Recently I was invited to speak to a group of about 300 women in the suburbs of New York City. They were full of energy, wit and candor about the changes they were experiencing. As always the “question” part of the evening became what we once called a consciousness-raising. And as always, there were surprises. Someone asked for a show of hands of the “single” – divorced, widowed, never married – women, and to my (and their) amazement two-thirds of the hands went up. (When I polled the divorcees further it turned out the two-thirds of them had initiated the split – reflecting a national statistic for our age group – and were damn glad they had!)

Now, we all know that two-thirds of suburban women are not single – this was a group that was seeking community. I was delighted to see them exchanging phone numbers and signing up for the Transition Network affiliate that had sponsored my talk.

The “singles” conversation reminded me of a reply to my website invitation to write me about what Second Adulthood is like. A woman named Kate referred to her former spouse as her “WASband.” First, the editor in me mentally corrected the typo; then I laughed out loud. That laugh was just the most recent taste of the nourishment we get from helping each other define and manage this new stage of life we are going through.

Here is more from Kate and a few of my other correspondents on the subject of the changes in their lives:

Kate:
I have gone from thinking I would be one of the Married-with-secure-life-style type of woman to a totally unknown Figure-it-out-as-you-go single. My wasband of 28 years told me he was not having a “midlife crisis” he was having a “midlife AWARENESS.” Well that awareness turned out to be named Vicki. Old story… new life …for me. That has begun quite a path to a new and different awareness … of myself as a person; as a dating single; as a divorced mother with grown children who have questioned and decided to blame; to deciding what it truly means to reinvent your life.

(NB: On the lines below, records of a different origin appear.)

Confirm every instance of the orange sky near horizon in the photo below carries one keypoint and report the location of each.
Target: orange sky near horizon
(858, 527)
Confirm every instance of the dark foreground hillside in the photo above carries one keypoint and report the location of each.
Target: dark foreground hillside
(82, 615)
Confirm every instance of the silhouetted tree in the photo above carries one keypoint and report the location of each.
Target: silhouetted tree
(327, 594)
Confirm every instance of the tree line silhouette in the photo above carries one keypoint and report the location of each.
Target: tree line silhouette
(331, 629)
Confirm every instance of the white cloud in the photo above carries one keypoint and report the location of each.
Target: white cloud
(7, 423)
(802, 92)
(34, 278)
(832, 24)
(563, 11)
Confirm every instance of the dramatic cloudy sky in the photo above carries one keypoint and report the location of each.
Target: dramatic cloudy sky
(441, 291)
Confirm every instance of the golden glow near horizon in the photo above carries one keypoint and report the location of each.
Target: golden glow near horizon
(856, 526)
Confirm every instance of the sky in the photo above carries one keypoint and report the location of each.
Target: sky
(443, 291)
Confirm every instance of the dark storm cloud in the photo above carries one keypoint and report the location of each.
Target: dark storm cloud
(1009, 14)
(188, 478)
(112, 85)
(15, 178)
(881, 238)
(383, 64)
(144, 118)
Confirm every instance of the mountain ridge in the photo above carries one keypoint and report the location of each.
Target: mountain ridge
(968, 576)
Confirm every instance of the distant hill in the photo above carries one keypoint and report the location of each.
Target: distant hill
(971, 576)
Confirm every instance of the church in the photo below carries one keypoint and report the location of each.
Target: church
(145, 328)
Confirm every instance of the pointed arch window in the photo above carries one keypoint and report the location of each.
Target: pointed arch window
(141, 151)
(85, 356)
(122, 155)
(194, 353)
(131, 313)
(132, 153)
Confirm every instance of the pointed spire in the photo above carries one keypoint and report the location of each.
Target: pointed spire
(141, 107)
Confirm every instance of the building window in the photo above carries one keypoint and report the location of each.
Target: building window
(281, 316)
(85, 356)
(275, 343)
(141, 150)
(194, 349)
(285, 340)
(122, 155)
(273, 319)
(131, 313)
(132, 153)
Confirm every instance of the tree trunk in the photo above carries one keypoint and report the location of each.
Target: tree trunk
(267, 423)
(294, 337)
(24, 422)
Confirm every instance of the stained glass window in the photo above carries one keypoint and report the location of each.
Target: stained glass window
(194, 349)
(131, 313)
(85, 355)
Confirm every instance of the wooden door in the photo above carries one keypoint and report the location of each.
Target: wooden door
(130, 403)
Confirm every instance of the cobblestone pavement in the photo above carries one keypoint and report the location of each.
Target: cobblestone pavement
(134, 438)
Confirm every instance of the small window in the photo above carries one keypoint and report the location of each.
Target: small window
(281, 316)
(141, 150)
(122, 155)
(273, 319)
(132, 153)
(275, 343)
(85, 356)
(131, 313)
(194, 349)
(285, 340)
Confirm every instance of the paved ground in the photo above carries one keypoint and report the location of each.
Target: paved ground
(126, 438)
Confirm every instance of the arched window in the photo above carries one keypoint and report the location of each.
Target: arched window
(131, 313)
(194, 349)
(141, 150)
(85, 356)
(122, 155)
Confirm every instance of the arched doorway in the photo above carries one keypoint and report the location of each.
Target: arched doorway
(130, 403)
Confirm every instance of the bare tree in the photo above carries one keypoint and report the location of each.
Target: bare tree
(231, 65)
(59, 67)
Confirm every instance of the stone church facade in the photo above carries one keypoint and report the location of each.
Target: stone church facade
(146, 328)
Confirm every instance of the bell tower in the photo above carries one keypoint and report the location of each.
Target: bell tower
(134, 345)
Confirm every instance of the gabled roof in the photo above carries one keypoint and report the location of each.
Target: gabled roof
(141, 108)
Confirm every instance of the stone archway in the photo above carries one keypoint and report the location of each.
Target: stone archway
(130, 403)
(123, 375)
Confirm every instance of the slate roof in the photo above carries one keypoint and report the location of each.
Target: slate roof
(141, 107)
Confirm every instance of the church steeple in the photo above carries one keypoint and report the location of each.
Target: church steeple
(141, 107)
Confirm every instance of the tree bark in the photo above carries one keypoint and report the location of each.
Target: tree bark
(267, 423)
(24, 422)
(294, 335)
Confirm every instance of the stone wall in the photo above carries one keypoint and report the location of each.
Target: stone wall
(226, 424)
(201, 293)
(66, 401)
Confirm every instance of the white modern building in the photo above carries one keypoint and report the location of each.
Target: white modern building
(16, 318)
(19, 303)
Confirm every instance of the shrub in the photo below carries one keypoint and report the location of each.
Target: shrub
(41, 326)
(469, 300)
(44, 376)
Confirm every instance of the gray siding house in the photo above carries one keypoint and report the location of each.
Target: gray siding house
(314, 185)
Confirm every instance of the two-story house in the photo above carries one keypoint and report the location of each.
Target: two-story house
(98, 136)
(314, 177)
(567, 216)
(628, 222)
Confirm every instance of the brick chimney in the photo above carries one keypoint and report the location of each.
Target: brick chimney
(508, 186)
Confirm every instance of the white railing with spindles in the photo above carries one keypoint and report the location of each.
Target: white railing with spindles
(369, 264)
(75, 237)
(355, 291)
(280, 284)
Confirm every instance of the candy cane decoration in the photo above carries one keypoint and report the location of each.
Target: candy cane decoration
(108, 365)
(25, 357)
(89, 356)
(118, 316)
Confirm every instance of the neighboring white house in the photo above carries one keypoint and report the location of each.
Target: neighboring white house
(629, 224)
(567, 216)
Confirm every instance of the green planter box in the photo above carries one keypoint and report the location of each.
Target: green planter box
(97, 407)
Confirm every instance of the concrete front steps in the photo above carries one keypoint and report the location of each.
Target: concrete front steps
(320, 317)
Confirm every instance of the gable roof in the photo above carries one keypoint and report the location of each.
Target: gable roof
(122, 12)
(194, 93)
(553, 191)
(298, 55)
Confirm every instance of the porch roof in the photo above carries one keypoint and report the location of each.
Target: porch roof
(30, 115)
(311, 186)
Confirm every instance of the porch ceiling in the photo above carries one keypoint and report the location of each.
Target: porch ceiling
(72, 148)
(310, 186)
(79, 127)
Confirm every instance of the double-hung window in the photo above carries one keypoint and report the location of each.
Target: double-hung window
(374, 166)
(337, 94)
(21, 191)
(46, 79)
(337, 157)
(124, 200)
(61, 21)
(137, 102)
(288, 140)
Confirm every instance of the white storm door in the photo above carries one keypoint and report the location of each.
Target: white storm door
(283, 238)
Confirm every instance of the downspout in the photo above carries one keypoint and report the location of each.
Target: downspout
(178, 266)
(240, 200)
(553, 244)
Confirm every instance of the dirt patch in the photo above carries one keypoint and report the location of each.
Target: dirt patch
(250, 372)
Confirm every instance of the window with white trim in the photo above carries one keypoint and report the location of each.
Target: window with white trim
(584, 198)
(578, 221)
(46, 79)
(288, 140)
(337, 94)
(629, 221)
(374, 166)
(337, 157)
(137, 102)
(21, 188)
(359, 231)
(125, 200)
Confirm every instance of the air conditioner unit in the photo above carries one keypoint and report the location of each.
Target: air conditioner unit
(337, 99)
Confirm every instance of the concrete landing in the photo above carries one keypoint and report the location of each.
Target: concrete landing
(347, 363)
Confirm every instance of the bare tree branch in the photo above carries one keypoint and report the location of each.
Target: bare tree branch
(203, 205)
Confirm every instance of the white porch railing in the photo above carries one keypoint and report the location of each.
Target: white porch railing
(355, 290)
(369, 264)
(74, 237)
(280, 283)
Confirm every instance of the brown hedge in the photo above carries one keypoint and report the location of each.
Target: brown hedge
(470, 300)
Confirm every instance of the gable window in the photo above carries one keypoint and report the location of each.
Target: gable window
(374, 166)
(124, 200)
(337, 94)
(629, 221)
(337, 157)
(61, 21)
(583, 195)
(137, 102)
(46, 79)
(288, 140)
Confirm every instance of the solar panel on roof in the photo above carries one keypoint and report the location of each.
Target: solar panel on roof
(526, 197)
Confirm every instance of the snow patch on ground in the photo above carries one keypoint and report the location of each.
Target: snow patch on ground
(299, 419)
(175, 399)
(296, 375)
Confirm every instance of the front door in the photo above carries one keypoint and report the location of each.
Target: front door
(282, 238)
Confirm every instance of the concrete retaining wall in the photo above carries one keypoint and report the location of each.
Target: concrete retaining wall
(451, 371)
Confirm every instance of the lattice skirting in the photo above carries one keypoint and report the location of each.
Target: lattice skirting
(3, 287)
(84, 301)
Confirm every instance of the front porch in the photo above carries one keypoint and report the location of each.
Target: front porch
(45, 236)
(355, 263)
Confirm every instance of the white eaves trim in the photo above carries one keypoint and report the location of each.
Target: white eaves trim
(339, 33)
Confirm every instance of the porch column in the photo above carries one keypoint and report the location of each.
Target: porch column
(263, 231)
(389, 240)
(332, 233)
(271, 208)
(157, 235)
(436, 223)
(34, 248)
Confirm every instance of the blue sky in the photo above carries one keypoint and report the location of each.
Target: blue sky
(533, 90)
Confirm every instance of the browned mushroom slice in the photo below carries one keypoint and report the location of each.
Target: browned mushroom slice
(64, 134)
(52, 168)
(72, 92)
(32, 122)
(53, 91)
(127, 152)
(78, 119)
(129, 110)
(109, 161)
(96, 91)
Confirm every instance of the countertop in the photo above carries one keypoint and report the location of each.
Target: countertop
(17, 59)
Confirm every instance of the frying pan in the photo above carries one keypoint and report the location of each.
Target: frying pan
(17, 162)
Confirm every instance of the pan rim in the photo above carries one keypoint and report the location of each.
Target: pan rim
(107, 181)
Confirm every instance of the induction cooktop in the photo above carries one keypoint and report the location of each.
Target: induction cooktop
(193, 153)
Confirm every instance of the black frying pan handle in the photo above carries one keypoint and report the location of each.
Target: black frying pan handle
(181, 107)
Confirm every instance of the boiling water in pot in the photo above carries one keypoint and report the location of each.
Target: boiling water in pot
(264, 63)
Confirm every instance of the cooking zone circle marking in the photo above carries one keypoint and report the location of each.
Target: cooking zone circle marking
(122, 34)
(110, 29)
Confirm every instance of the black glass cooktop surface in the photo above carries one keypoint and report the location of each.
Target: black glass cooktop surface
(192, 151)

I started dating, went into a serious four-year relationship, followed my intuition and left that. I am 55 and it is time to breathe deeply and fully… and learn to do that on a daily basis.

One of the difficult things for me is the fact that although I have a wonderful, loving, caring circle of friends, they are all married. At my age it is difficult to find women who are single that are on the irreverent edge of life. There is SO much to go and do …and laugh about … and have a “fuck it” attitude one day, yet be available to walk the traditional path other days.

Barb:
You talk about those things we can change or just have to accept, but I do want you to know that a leaky bladder is not one of them. In fact, I left my 18-year career as a regular gynecologist to become a subspecialist in a new area of GYN called urogynecology that treats that area especially. I love working with (and hanging out with) women my age and up.

Maree:
I am now 58 and have been, for a few years, aware that if I want to grow, especially spiritually, I have to let go of concern about acquiring any more money. Slowly I am making some progress at living without the hangover of preoccupation about money. … As long as I have enough to visit my kids who live interstate and overseas, then I don’t need any more money.

Mary:
Money is still important to me, but I don’t have the drive to buy clothes and accessories like I used to. It is more likely because I don’t have a lot of places to wear them. I can repeat, since I am seldom with the same group.

Mary Louise:
Fifteen years ago (is that possible?) I met and started dating a man, and we have been dating ever since!!! No marriage, just dating…. He doesn’t want to get married and neither do I… “Once was enough” we both say, and as surely as fish swim in the water, if we got married with would last about three months, if that long!!! It’s something about having one’s own space and being in control of it and one’s own life without having to answer to anyone.

Norma:
Being unemployed for the first time in my life at age 53 hurt. Hurt even worse, as my resume and cover letter got me into interviews, even repeats, then having to come to realize no one seemed to want to hire someone as “experienced” as I. (One time after interviewing for a job, an ad popped up in a local paper for that exact job, now spelling out they were looking for someone with 5-10 years of experience – not my 20+ years experience). I was lucky to finally find another job a year later, through an employment agency, by doing a temporary stint, then ultimately getting hired at a school at a low level position. I have the summers off without pay but am able to keep the insurance going for a modest monthly fee. So I decided to accept this new situation (albeit not by my choosing) as having my life “reinvented” to enjoy the summers off for the freedom this offers; started watercolor painting and doing some quilting, along with taking short trips to the Maine coast.

Carole:
Frequently, lapsed friendships are due to different life paths at different times. However, those same friendships pick right up again where they left off, as our life paths converge again at future points. This too is an inspiring and amazing turn of events in our lives.

Audrey:
Here comes the next stage. We have lost many of our family and friends over the past few years, and each time a friend dies, it is so much of your own life’s memories that die with them. It seems to me that part of mourning erodes one’s own identity……Conversely this also has a dramatic effect. You say to yourself: I am still alive; I should not waste this life I have – which is a good sense to have.